Sentí la mirada furiosa, acalorada y desesperada de mi estúpido jefe sobre mí. Retrocedí unos pasos, viendo cómo la mayoría de los clientes se marchaban del lugar y otros empleados comenzaban a insultarlo como si hubieran estado esperando el momento.

Desaté mi delantal rojo, que tenía el logo del local, por detrás de mi nuca y también el nudo que lo rodeaba en mi cintura. Lo lancé al suelo y lo pisoteé, sin dejar de mirar a mi jefe, que parecía tener la intención de ahorcarme en cualquier momento.

—Gracias por nada. —escupí, fui a la caja registradora y saqué un par de billetes, llevándome el sueldo del mes sin hacer un recuento delante de sus ojos.
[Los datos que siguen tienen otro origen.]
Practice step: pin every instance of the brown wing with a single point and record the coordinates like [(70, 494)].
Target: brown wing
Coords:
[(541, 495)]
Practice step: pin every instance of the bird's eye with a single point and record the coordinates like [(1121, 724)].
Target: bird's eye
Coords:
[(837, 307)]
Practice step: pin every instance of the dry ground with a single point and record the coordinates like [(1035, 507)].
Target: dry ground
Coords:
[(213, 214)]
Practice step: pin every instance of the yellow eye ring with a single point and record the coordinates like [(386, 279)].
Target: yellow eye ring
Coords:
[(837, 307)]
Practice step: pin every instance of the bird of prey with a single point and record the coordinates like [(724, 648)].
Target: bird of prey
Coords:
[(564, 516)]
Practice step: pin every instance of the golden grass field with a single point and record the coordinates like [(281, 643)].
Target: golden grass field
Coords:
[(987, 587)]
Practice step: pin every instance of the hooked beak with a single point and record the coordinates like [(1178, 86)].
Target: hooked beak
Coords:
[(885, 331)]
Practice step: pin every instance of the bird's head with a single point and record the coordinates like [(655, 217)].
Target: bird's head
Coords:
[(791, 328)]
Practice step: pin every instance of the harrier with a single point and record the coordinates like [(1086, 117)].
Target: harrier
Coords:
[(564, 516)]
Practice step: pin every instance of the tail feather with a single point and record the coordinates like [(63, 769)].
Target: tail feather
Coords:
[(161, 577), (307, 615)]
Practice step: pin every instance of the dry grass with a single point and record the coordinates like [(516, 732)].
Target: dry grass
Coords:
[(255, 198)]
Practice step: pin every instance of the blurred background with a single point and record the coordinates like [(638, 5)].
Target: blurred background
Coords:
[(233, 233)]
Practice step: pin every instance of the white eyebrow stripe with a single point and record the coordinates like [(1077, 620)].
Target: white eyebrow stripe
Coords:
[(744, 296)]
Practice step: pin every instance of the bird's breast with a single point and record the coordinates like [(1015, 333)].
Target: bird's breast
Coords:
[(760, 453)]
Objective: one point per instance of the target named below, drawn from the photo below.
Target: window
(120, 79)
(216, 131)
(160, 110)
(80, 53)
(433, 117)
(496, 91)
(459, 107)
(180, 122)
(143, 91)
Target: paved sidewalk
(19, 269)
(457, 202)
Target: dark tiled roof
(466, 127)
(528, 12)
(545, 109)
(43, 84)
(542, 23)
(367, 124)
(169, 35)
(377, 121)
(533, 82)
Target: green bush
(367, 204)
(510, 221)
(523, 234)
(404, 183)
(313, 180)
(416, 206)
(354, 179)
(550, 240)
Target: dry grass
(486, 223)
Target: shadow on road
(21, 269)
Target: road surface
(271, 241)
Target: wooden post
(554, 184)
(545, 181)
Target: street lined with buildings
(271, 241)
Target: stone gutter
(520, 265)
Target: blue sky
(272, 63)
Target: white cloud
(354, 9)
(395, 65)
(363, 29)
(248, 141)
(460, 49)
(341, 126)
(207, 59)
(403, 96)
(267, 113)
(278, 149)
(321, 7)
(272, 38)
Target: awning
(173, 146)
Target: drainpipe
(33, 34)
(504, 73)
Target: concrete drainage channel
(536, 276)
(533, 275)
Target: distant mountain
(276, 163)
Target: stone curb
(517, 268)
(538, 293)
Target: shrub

Salí del local en plena noche, con mi bolso oscuro colgado del hombro y con ganas de llorar. Al principio, la situación parecía manejable, pero la cara de mi jefe seguía rondando mi cabeza. Su rostro enrojecido, su calva y sus puños apretados, sin decir una palabra pero con una clara amenaza hacia mí, seguramente me darían pesadillas... espera, esa noche sería la última.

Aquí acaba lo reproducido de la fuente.